それにはいろいろな理由が考えられる。客である私たちに気を遣っていてくれたのかもしれないし、あるいは男たちで話すときはアラビア語を使うのがより自然なだけなのかもしれない。そして、ターウジュートのベルベル語は、もっと家庭的な雰囲気のときに使われるのかもしれない。
それがどんな理由であれ、ベルベル語が使用される場面は、当初の私の想定よりもかぎられているように思えた。もちろん、わずか数時間の滞在でわかるものではない。だから、あくまでも仮定の話に過ぎないが、この仮定にもとづいて私は二つのことを考えた。
ひとつは、この言語が置かれている状況の深刻さだ。もしも、使用されるのがほとんど家庭にかぎられるとしたら、さらに縮小していくこともありそうだ。Sさんはチュニスで暮らしているが、子どもはベルベル語を話すことはできない。村でも同じような状況がいずれ起きるかもしれない。私は実のところ、これとは逆の事態、つまり村では言語が十分に維持されていると想定していたのだった。

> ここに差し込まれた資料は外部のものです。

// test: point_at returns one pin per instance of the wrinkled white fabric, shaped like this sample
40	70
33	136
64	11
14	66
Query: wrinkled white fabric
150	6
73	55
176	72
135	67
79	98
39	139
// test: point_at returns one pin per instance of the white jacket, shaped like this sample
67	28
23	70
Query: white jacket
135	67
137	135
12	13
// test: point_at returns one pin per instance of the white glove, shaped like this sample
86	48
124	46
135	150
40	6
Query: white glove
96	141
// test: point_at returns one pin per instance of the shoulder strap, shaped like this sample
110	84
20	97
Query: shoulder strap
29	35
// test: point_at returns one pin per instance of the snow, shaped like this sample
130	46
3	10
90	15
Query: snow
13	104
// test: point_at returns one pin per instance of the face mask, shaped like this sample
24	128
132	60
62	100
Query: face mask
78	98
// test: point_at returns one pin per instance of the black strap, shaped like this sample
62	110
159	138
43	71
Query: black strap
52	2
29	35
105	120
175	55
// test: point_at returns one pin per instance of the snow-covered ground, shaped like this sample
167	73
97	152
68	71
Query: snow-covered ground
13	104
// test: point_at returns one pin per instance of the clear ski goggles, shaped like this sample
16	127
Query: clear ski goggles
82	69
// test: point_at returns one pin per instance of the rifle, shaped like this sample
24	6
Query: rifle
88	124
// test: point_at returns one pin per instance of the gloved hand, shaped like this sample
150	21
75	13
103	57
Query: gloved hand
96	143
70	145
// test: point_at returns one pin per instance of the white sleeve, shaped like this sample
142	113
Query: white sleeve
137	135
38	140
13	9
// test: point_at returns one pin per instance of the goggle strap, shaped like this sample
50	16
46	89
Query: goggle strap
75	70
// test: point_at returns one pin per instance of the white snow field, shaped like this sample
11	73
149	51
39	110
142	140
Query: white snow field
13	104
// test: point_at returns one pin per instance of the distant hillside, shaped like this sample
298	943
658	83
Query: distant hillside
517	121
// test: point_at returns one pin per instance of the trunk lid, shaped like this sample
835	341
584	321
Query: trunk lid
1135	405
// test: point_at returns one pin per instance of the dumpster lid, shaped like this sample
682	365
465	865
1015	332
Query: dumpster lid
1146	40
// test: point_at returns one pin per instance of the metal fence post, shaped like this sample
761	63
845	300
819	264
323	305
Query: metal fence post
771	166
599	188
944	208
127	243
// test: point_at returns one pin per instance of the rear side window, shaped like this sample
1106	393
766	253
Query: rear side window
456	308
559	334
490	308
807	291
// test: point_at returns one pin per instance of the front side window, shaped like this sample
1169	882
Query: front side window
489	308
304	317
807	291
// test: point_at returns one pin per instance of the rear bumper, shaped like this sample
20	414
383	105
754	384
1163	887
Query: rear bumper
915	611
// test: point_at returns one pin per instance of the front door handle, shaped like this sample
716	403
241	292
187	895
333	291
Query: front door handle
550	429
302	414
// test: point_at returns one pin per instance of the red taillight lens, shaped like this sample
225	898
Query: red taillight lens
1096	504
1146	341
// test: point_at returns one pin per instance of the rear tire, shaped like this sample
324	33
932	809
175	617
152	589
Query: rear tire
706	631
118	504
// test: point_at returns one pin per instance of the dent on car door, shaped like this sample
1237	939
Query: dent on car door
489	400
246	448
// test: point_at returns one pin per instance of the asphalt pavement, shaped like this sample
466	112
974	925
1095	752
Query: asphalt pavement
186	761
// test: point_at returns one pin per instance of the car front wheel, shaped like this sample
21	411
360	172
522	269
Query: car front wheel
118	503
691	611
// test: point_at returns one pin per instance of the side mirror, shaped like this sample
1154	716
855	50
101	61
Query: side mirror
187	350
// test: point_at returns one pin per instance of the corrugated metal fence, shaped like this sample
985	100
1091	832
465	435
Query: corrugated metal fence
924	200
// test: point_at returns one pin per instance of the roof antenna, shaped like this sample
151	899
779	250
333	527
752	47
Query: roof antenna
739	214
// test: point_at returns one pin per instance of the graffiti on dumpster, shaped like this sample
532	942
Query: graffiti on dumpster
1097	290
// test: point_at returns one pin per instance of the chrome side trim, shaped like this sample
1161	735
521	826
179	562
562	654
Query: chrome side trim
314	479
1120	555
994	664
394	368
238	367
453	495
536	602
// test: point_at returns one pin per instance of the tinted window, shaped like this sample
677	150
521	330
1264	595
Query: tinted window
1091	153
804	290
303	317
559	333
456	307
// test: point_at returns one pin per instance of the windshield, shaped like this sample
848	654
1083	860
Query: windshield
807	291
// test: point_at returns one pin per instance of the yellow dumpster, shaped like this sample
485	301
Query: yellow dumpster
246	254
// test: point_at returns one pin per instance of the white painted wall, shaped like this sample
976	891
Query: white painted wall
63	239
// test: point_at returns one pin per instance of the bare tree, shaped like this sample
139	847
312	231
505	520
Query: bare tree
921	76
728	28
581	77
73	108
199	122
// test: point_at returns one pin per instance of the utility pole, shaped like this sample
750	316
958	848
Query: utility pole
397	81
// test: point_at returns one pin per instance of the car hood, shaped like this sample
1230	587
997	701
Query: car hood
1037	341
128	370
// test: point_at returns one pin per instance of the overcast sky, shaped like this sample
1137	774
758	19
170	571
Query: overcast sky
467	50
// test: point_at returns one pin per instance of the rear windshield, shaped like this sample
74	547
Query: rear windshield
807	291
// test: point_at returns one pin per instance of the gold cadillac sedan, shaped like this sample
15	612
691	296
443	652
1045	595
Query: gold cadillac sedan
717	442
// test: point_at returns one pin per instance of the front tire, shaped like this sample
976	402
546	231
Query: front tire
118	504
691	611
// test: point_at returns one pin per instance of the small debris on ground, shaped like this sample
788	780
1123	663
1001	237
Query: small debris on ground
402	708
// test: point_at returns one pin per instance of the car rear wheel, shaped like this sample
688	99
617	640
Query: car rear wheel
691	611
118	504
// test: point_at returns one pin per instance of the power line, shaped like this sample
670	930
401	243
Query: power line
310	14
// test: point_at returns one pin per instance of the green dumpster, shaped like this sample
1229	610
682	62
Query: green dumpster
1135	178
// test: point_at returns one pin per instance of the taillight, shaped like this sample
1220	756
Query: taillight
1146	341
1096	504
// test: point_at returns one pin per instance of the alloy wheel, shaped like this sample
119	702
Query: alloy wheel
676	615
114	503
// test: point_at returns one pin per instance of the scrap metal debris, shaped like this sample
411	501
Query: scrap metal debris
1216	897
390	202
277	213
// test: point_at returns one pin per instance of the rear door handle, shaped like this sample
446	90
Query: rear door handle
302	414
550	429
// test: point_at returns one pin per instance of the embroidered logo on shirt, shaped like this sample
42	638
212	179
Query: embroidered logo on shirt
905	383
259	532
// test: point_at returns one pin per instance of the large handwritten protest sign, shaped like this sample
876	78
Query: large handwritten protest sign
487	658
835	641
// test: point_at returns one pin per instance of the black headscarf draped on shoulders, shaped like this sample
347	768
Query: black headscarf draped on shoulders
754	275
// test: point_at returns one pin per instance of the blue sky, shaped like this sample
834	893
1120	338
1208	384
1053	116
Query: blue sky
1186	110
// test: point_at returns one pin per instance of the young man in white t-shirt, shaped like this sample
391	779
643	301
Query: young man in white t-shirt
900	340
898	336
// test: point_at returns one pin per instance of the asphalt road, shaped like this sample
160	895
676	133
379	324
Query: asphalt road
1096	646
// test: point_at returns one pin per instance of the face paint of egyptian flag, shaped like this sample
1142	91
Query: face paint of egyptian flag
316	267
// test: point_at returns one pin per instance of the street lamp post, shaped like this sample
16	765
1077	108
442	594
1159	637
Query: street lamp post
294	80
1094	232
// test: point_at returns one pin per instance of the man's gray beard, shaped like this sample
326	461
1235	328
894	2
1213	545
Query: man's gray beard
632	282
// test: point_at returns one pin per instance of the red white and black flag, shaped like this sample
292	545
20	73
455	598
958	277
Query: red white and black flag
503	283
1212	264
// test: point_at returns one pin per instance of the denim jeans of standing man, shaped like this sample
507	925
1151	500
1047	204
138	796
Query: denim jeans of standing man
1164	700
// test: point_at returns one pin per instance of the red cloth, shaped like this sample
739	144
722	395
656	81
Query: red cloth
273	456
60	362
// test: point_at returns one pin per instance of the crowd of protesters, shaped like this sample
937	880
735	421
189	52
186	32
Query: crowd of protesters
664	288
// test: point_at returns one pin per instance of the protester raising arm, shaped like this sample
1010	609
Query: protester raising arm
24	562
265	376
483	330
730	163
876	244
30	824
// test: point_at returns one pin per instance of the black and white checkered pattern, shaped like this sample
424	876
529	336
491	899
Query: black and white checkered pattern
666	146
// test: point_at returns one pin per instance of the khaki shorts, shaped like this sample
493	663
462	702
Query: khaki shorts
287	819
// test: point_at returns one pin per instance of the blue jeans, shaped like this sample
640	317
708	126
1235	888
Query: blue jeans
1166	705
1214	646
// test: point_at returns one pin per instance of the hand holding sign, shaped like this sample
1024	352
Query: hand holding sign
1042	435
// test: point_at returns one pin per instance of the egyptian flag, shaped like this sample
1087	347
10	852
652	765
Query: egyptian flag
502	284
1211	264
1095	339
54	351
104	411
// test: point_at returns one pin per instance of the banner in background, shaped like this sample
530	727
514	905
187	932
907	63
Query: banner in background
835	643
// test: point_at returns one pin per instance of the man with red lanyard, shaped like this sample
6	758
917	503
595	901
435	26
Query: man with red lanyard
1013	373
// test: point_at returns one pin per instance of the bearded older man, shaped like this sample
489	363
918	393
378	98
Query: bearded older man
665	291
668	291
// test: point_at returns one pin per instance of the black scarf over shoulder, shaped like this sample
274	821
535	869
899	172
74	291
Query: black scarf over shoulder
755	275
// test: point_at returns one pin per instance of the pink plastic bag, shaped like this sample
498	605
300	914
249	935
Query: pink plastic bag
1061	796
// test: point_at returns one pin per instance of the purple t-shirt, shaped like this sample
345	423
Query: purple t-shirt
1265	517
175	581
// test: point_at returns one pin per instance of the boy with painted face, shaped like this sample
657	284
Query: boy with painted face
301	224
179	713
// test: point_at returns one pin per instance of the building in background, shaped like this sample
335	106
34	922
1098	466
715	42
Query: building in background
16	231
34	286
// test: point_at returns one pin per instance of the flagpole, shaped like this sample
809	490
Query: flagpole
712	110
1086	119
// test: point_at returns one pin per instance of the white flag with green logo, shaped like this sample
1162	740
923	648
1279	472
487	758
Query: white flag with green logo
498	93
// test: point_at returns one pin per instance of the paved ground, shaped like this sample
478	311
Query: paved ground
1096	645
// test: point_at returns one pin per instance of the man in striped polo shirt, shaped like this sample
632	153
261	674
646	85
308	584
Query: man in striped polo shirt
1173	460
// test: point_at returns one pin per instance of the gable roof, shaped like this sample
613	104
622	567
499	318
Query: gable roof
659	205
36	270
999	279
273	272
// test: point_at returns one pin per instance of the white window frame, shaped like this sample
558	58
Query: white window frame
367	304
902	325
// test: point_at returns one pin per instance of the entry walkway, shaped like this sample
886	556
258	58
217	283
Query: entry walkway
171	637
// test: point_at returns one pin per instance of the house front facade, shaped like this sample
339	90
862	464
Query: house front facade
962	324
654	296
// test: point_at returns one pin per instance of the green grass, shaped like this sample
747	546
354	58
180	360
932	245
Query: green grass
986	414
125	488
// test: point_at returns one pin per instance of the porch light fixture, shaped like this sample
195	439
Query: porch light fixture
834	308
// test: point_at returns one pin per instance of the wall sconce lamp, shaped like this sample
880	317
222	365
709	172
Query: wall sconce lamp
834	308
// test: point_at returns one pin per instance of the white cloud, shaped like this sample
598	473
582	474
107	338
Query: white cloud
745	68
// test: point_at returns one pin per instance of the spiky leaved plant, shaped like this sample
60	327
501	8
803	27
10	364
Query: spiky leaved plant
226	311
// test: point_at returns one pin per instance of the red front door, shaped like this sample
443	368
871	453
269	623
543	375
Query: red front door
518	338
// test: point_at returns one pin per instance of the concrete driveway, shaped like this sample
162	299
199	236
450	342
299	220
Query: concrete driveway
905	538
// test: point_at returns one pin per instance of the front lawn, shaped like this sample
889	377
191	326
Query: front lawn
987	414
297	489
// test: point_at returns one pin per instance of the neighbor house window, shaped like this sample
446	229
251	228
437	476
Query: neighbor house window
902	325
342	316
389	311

もうひとつは、もしベルベル語が私的な領域でだけ使用されるのだとしたら、そこに私が近づいて、そこで直接学ぶのは、少なくとも今の私には不可能だということだ。
これは私の力不足であるかもしれない。だが、単に実力の問題だけでもないように思う。誰かの暮らしの中に入ろうとすることが、何かを壊してしまう可能性もある。
ともあれ、今回の訪問は、Sさんがいてはじめて可能になった。もしいなかったら、私は村を外から眺めるしかなかっただろうし、こうした感想を抱くこともできなかったろう。それは大きな違いだ。そうした違いを積み重ねていくうちに、もしかしたら、もう少し深く理解できる場所に立てる日が来るかもしれない。